There is some truth to what Carrol says. But looking at this optical illusion from another angle, one must take account that Black people are "invisible" to white people, to use Ralph Ellison's metaphor. Thus, Dukakis is just a presidential candidate because in looking at presidential candidates only white people are visible. There is no need to distinguish them from Black people.
When forced to "see" Black people , and therefore bring them into relation with white people, the adjective "white" is used. Emmett Till "whistled" at a white woman. The "White Man" had a burden _vis-a-vis_ Filipinos.
Part of the reason a "white pride" movement can't take off is that to use the term "white pride" would force white people to constantly "see" Black people. Whites prefer to forget about and not think about the existence of Black people, to treat them as "invisible".

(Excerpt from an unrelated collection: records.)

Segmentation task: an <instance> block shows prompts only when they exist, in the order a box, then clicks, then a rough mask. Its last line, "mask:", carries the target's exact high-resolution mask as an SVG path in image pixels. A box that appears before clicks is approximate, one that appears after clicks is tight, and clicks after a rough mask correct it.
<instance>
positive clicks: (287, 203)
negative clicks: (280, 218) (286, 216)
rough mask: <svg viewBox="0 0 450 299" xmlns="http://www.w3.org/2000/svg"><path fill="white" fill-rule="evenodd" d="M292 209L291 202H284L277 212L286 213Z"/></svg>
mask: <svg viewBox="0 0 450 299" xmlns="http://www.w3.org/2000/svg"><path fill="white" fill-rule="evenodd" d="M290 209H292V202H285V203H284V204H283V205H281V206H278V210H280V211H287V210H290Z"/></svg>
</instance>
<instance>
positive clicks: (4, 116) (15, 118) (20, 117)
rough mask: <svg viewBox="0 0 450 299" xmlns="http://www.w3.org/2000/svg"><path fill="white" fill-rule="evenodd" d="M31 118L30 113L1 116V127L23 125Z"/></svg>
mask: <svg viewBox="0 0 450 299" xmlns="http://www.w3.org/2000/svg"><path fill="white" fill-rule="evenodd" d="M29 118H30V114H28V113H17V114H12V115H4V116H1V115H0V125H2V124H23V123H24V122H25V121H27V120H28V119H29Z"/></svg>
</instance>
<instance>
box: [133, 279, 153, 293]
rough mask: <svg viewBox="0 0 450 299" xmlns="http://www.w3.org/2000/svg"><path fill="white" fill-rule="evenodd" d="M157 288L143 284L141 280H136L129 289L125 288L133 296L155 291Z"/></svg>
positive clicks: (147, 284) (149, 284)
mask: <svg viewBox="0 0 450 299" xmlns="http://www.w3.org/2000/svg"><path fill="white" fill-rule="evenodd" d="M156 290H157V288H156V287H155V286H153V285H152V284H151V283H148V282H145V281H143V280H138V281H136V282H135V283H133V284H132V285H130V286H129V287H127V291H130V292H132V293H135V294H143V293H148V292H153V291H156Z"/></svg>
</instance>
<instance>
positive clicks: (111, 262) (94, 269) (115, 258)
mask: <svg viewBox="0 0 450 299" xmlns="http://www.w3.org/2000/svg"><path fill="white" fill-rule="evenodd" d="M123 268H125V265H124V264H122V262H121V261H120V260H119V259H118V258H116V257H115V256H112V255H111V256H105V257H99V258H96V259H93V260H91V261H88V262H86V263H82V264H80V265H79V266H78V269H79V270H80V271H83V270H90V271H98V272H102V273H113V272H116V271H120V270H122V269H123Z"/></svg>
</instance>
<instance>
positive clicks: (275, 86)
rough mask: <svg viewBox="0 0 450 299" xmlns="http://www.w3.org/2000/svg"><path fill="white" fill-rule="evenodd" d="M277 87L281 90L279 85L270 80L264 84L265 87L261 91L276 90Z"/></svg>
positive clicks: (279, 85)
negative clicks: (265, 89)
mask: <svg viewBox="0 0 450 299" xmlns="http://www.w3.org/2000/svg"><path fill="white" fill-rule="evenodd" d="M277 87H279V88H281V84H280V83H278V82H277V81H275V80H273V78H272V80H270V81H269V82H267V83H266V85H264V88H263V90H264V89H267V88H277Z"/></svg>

Black people, forced more frequently to take account of the relationship, of course, use the terms "white man" , "white people", all the time. So, what Carrol describes below is from the perspective of white people.
Charles
^^^^^ To some extent I think the perspective on "whiteness" is skewed a bit. Notice. Dukakis was a presidential candidate. Jackson was a _black_ presidential candidate. Pynchon is a novelist. Oates is a female novelist. Toni Morrison is a black female novelist. It wasn't the _white_ race that was invented. Whites are not a race. They are simply humans. It was the Negro Race that was invented.
That's why attempts to create an entity called "white pride" never really succeeded, because it is not that a person is white but that he/she is _not_ black.